L’œil du médecin professionnel ne voyait pas l'image comme une peinture. Observations confirmées par tous les médecins. Et ultérieurement par le British Museum.
LE FLASH DE LA RÉSURRECTION
En juin 1993, à Rome, il révélait le résultat de ses travaux. Sans aucune réfutation scientifique sérieuse. A la veille du centenaire de la photo de 1898, voici qu'il raconte dans l'Enigme du linceul (Fayard) cette enquête de neuf ans. Un document fouillé, implacable de méthode et de logique, jusqu'à une étonnante conclusion, d'esprit presque apocalyptique : " Le décodage du linceul donne un sens particulier à l'an 2000. " De ce livre événement, nous reproduisons en exclusivité quelques bonnes feuilles. Ces extraits livrent les données scientifiques sûres qui militent en faveur de l'authenticité du linceul de Turin. Ils dévoilent la logique cachée du Saint Suaire. Ils racontent toutes ces " mesures de retardement " que l'auteur aurait subies, de façon paradoxale, de la part de " religieux éloignés du message ".Selon Upinsky, " pour accéder à la certitude, il faut prendre conscience de l'unicité absolue du linceul de Turin dans toute l'histoire de l'humanité : un seul a conservé l'image-empreinte d'un crucifié, représentation fidèle du surchâtiment de Jésus de Nazareth décrit dans les Evangiles, négatif parfait d'un corps, représentation non reproductible, donc infalsifiable, témoignant d'un mécanisme de transfert d'image et de séparation du corps avec le linge (impression-retrait sans contact) inexplicable. " Ce que les croyants appellent de façon familière " le flash de la Résurrection ".

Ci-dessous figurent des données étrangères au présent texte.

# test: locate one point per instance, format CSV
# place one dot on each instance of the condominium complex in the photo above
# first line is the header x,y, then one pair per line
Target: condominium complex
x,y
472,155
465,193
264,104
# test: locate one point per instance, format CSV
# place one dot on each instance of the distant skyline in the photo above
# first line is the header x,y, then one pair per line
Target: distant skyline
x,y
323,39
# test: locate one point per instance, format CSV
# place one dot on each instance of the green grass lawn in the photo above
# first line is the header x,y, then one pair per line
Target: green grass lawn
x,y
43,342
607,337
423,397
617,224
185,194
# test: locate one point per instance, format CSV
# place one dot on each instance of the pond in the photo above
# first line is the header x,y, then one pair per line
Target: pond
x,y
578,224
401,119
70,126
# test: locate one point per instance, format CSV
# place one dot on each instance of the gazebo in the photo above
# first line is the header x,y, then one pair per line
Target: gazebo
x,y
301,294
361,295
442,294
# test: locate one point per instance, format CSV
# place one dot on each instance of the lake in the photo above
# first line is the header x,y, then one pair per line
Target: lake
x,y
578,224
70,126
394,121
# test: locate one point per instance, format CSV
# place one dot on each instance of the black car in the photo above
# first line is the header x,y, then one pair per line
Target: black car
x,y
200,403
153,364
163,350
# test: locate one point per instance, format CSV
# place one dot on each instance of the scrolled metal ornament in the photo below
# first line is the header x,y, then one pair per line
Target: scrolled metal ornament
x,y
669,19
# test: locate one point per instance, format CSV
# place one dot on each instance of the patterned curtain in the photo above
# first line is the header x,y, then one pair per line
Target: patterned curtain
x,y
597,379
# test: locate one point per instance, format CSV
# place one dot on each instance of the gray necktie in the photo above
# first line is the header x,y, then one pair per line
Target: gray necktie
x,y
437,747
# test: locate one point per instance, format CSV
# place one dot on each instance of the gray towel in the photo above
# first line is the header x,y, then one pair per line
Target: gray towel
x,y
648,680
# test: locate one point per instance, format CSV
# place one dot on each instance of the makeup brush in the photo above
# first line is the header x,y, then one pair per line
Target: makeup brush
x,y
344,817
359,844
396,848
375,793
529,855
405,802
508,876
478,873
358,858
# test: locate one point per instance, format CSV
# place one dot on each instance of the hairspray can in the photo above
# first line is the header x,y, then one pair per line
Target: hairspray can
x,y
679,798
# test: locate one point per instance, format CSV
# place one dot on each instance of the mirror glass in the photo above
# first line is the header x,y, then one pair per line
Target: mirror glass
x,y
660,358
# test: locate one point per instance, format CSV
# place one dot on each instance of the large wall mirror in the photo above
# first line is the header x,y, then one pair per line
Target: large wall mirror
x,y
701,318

Voyez dans les pages qui suivent les éléments de ce dossier, les certitudes acquises depuis dix ans, mais aussi la part de mystère encore non élucidée que recèle cette pauvre pièce de lin jauni de 1,10 sur 4,36 mètres.
UNE ÉNIGME PRESQUE RÉSOLUE
Le résultat de 10 années d’enquête :Voici quelques unes des données scientifiques contenues dans le livre événement d'Upinsky.
LES POINTS FORTS
Des Evangiles au linceul
-Deux points pour le temps, la crucifixion romaine (abrogée par l'empereur Constantin au IVe siècle) et le mode de tissage de type archaïque.
-Trois points pour le lieu, la sépulture juive (le corps enveloppé par un linge), le type sémitique archaïque de l'homme du Linceul; la localisation par les pollens trouvés sur le linceul (sur cinquante-huit pollens identifiés sur le linceul, quarante-quatre provenaient de Jérusalem et de ses environs).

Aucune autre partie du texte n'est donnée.